Code Review Annotation
Review AI coding agent output with GitHub PR-style inline diff comments, file-level correctness ratings, and approve or reject verdicts for code quality evaluation.
Code Review Annotation
New in v2.4.0
Evaluating code changes produced by AI coding agents requires more than a binary pass/fail judgment. Researchers and engineering teams need to assess code quality at multiple granularities: individual lines may contain bugs or style violations, entire files may be correctly modified or unnecessary, and the overall change set may solve the problem but introduce technical debt. This is the same workflow that human code reviewers follow when reviewing pull requests on GitHub.
Potato's code review annotation mode brings the GitHub PR review experience to agent evaluation. Annotators see unified diffs for every file the agent modified.
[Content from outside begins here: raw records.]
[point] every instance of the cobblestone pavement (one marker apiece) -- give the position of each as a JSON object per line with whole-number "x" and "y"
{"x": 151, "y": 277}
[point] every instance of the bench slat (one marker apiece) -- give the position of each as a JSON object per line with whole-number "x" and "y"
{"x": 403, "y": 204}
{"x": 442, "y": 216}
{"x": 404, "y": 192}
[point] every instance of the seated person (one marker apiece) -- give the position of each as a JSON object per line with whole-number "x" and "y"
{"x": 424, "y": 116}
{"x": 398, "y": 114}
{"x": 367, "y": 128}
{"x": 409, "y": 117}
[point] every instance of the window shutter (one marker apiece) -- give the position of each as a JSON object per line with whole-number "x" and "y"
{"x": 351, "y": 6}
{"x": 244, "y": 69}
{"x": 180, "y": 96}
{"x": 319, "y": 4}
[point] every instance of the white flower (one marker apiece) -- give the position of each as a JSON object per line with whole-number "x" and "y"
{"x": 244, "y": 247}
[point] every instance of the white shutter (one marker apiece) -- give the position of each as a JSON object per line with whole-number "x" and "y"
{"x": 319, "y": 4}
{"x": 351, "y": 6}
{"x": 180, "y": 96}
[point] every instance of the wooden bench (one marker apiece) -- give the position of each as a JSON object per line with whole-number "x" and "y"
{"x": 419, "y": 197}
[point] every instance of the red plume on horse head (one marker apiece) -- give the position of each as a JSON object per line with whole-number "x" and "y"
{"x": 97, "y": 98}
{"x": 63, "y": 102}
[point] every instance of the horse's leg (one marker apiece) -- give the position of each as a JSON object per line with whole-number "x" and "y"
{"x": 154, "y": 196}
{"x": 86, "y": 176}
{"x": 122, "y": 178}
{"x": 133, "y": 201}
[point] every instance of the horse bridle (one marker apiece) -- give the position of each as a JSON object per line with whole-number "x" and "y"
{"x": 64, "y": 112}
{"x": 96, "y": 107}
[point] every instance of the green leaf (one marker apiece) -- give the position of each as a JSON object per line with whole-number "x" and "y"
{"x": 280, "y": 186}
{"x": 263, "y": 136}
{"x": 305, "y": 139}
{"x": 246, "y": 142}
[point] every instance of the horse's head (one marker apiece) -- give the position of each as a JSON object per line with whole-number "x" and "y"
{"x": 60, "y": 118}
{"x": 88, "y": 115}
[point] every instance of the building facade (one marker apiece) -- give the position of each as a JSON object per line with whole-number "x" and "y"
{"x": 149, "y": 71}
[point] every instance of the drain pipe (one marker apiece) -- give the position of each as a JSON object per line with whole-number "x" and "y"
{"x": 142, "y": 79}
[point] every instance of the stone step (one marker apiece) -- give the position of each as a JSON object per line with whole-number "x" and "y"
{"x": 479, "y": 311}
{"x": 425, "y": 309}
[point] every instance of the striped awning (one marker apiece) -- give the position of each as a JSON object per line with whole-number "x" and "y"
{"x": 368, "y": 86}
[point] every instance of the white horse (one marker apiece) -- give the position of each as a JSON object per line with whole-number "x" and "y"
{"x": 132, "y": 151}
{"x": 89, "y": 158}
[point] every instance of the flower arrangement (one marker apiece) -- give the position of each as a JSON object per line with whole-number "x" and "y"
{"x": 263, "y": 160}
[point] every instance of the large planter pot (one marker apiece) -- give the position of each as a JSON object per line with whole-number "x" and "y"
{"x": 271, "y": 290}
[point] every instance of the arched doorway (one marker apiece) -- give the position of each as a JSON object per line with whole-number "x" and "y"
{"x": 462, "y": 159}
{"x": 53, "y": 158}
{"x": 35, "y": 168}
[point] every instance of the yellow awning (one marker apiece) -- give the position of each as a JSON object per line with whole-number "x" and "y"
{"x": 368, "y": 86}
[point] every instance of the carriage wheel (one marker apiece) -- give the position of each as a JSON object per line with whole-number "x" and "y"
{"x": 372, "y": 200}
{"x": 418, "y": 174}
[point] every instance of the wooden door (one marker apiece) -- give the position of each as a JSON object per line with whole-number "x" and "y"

They can click any diff line to leave an inline comment with a category tag. Each file gets a correctness and quality rating. The annotator gives a final verdict: approve, request changes, or comment only. All of this is captured in structured annotation data ready for training code quality models.
Inline Comments
Annotators click any line in a diff to open an inline comment form. Each comment has a category, a severity, and free-text content. The comment appears anchored to the specific line, just like GitHub PR review comments.
Comment Categories
The default comment categories cover the most common code review feedback types:
| Category | Description |
|---|---|
bug | Functional bug -- the code will not work correctly |
logic | Logic error -- the approach is flawed even if the syntax is valid |
security | Security vulnerability or unsafe practice |
performance | Performance issue -- unnecessary computation, memory leak, etc. |
style | Style violation -- naming, formatting, idiomatic usage |
suggestion | Alternative approach that would be better |
question | Clarification needed -- the reviewer is unsure about the intent |
praise | Positive feedback -- something the agent did well |
Configuration
annotation_schemes:
- name: inline_comments
annotation_type: code_review_comments
description: "Click any diff line to add an inline comment"
inline_comments:
# Comment categories
categories:
- value: bug
display: "Bug"
color: "#ef4444"
icon: "bug"
- value: logic
display: "Logic Error"
color: "#f97316"
icon: "alert-triangle"
- value: security
display: "Security"
color: "#dc2626"
icon: "shield-alert"
- value: performance
display: "Performance"
color: "#eab308"
icon: "zap"
- value: style
display: "Style"
color: "#6b7280"
icon: "palette"
- value: suggestion
display: "Suggestion"
color: "#3b82f6"
icon: "lightbulb"
- value: question
display: "Question"
color: "#8b5cf6"
icon: "help-circle"
- value: praise
display: "Praise"
color: "#22c55e"
icon: "thumbs-up"
# Severity levels (optional)
severity:
enabled: true
levels:
- value: critical
display: "Critical"
- value: major
display: "Major"
- value: minor
display: "Minor"
- value: nit
display: "Nit"
# Behavior
require_category: true
require_severity: false
allow_multi_line: true # comments can span a range of lines
allow_suggestions: true # annotator can write suggested replacement code
min_comments: 0 # minimum comments required before submissionSuggested Code Changes
When allow_suggestions is enabled, annotators can write a suggested replacement for the code block they are commenting on. This mirrors GitHub's "suggestion" feature. The suggestion appears in a code block below the comment and can be used to train code repair models.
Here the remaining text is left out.